First and foremost, both University affiliates and unaffiliated community members should be treated equally concerning what kinds of protest are grounds for arrest. This means that the University of Chicago Police Department (UCPD) should not have to discern whether a protester is University-affiliated or not to determine whether her action warrants punishment. The protection of all perspectives is the only way the University can properly uphold its “absolute commitment” to open inquiry. The University’s actions—especially with regards to issues such as operating an adult level-1 trauma center, which the protests at the UCMC addressed—have consequences beyond campus. Discouraging outside perspectives by treating community members differently than students creates a disturbing atmosphere where the speech of University affiliates is more protected than that of non-University affiliates.
Corresponding with such a commitment to protect open inquiry for all perspectives, communication among protesters, the administration, and UCPD should be unequivocally clear. In a May 2013 open letter to University President Robert Zimmer and Rosenbaum, top administrators requested that the UCPD draft and implement orders that define the “appropriate use of plainclothes officers.” Since then, the UCPD has not issued a public statement clarifying its policies, which demonstrates a lack of communication between the UCPD, the administration, and the constituents it protects. The UCPD needs to act upon such requests immediately in order to hold itself accountable for actions that the administration has deemed “antithetical” to University values.
For example, the UCPD’s guidelines for arrest of University and community members should be articulated to protesters consistently in both the University’s dissent and protest rules and the UCPD’s general orders. The actions that each party takes surrounding a protest or demonstration should not be unexpected or disturbing to the other parties. Assigning explicit guidelines and policies that are aligned with both University and UCPD philosophies is a step in the right direction that the administration should facilitate immediately.
Two such policies stand out for the Committee on Dissent and Protest to address. For one, any reforms to the disciplinary code should contain specific guidance for when the UCPD can arrest a demonstrator. Some necessary—and perhaps even sufficient—guidelines are that the protestor must (1) know that there is a potential for arrest, (2) have had a chance to express her idea, and (3) be jeopardizing the safety or hindering the work of other students or community members.
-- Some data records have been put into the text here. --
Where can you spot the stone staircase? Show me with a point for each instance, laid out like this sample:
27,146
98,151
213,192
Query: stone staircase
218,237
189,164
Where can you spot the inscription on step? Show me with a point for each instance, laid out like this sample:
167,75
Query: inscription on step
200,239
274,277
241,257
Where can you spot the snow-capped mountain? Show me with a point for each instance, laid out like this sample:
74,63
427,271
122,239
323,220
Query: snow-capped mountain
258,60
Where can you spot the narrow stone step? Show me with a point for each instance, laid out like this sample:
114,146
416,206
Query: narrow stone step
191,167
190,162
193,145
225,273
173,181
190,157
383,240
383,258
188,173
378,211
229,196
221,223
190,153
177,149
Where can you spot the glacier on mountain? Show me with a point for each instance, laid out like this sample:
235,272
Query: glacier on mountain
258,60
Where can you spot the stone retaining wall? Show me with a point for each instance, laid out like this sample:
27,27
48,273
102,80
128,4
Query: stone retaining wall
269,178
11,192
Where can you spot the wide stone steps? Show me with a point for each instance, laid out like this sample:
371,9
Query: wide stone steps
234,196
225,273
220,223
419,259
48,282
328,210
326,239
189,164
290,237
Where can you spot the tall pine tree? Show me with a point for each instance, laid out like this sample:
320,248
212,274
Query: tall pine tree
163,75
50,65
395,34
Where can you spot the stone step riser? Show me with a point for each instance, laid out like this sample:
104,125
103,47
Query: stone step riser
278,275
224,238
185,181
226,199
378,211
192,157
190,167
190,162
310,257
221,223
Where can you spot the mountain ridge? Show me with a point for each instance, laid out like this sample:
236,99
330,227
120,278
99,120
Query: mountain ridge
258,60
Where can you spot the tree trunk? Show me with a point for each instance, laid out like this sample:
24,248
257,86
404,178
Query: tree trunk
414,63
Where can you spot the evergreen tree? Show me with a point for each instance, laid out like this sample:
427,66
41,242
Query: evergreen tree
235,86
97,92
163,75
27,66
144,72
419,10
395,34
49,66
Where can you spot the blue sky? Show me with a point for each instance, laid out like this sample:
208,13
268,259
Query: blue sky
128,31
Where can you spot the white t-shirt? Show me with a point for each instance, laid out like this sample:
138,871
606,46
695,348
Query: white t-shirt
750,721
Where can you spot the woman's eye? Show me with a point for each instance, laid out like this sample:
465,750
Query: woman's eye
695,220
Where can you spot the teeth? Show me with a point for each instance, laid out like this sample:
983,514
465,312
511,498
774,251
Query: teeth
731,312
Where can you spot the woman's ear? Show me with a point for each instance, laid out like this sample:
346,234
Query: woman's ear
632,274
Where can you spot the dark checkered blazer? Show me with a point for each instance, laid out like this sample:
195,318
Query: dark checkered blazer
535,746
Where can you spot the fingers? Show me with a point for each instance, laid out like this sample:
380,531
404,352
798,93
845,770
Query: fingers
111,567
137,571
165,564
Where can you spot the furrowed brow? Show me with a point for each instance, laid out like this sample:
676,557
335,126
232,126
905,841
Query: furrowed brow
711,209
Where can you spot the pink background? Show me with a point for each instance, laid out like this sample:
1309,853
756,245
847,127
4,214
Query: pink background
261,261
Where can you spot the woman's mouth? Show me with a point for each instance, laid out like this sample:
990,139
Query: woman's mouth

The administration and UCPD must make arrest guidelines clear to protesters when communicating logistics with them. Additionally, there is no demonstration that warrants the use of plainclothes officers, and the policy that the UCPD drafts should express that absolutely. The possibility that a UCPD official is undercover creates an unsettling backdrop for protest and is unacceptable and inconsistent with University ideals of free speech.
The University should be commended for the steps it has taken toward protecting open discourse on campus. However, any policies that the Committee drafts should include some sort of follow-through mechanism to ensure that the UCPD is clear about when and how it should act during peaceful protest. The ability to both protect principles and act upon them is the key to fostering an environment that is conducive to the rigorous open discourse on which the University prides itself.
The Editorial Board consists of the Editors-in-Chief and the Viewpoints Editors.